Have you seen the 'flyray' interactive ray-tracer demo running on a
GTX?  It used to be a two-processor ray-tracer (one processor
computing ray/scene intersections, the other feeding the graphics
pipe) until I fully parallelized it.  It will now use one processor to
do send scene data (showing the ray-trace going on) to the geometry
subsystem, and the other N-1 to compute the ray/scene intersections
(if running over the Ethernet using the Distributed Graphics Library
all processors compute the ray/scene intersections, with an extra
process called on every once in a while to send the results down
wire).

I used the sproc() system call to fork off processes, and set up a
queue which the main program (responsible for displaying the bitmap
produced and showing the rays being traced) reads from and all the
child processes write into.  This queue is protected using the
hardware lock feature of GTX systems (see the usinit, usnewlock,
ussetlock, and usunsetlock manual pages).

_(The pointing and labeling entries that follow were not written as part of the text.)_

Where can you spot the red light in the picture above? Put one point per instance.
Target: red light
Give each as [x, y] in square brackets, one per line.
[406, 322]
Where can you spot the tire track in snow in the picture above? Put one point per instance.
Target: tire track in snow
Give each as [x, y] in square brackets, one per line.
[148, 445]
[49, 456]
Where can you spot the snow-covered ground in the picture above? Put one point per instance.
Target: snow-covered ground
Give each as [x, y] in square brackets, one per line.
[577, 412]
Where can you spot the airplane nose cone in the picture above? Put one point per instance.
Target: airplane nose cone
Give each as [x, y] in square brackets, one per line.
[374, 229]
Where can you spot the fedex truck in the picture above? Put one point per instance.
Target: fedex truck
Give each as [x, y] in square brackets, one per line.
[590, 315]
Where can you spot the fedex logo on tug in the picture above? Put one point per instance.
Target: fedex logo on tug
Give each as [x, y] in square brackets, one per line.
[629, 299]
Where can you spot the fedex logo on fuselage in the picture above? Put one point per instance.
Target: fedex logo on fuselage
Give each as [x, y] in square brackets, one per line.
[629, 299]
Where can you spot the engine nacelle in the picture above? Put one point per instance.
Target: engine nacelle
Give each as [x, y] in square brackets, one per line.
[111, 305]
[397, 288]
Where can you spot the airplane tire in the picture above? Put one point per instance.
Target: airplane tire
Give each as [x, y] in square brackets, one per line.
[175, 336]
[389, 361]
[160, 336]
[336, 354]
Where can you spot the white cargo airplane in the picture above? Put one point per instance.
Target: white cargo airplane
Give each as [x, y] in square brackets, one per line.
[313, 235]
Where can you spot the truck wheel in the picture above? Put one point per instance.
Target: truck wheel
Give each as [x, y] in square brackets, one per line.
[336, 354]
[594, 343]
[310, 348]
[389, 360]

Rays are traced in blocks of up to 256 at a time (16x16 chunks), which
cuts down on the overhead associated with accessing the queue.  The
program runs amazingly fast on a 8-processor system, but could benefit
from tracing even larger chunks.

Source code to the flyray program is available from Silicon Graphics;
Monica Schulze is the person to contact (she handles distribution of
demo source code).  Try calling her at   415-962-3320.

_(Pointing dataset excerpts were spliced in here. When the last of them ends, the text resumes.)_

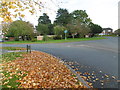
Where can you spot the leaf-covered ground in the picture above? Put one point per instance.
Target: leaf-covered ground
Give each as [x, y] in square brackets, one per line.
[12, 48]
[37, 70]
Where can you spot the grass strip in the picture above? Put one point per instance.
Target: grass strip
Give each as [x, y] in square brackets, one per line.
[54, 41]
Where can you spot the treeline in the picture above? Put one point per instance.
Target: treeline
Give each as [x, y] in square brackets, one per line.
[77, 23]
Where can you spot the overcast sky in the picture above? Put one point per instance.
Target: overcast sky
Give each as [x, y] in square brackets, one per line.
[102, 12]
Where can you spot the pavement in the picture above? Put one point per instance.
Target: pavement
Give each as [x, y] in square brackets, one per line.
[99, 56]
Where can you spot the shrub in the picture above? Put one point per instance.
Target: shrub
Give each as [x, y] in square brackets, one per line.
[16, 39]
[34, 40]
[45, 38]
[58, 37]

	For your application, you probably don't need to do any
inter-process synchronization; each process will be busy computing its
quarter of the image and storing it in memory.  You might want to look
at the m_fork() manual page; your application will look something
like:

	initialize_stuff (create the voxel space, etc);
	m_fork(child_process);
	m_kill_procs();
	save_image (or whatever you want to do with it)
	exit()

	... and each child_process does:
	int mynum = m_get_myid();
	int np = m_get_numprocs();
	... based on mynum and numprocs, do part of the screen here...
	return

The m_fork commands are nice because you get automatic synchronization
(the m_fork command returns after all child processes are finished),
and it figures out how many processors the system has for you.

Re: Distributed Graphics library:

	Yes, it is very easy to use; instead of linking with -lgl_s, you
link with -ldgl (and possibly some other libraries, depending on your
networking situation; usually, you need to add -lsun -lbsd also).
After doing a little setup (you have to tell inetd to listen for DGL
requests on a particular port number and start up the DGL daemon),
you put your program on the machine that will execute it, and
rlogin in to that machine from the SGI machine on which you want the
graphics to appear.  Then run the program.  All the graphics get sent
over the network and appear on the machine you are sitting at.

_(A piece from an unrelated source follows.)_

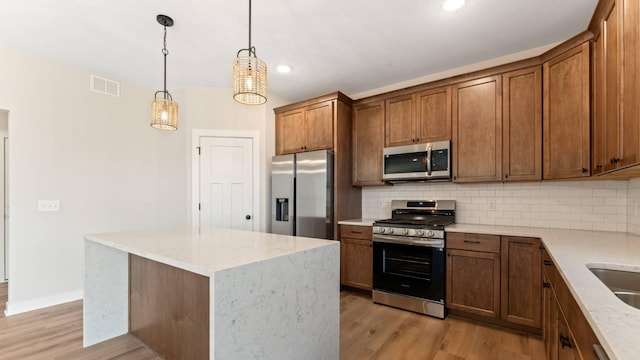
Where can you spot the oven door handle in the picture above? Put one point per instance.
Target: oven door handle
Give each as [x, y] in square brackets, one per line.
[439, 243]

    However, ethernet speeds are fairly slow, so if you so a lot of
drawing you can easily overwhelm the ethernet bandwidth and slow down.
The best way around this is to use the GL display-list commands; the
object will be stored on the display machine, and only one call needs
to be sent over the network to get it displayed.  Of course, as
networks get faster this will become unnecessary.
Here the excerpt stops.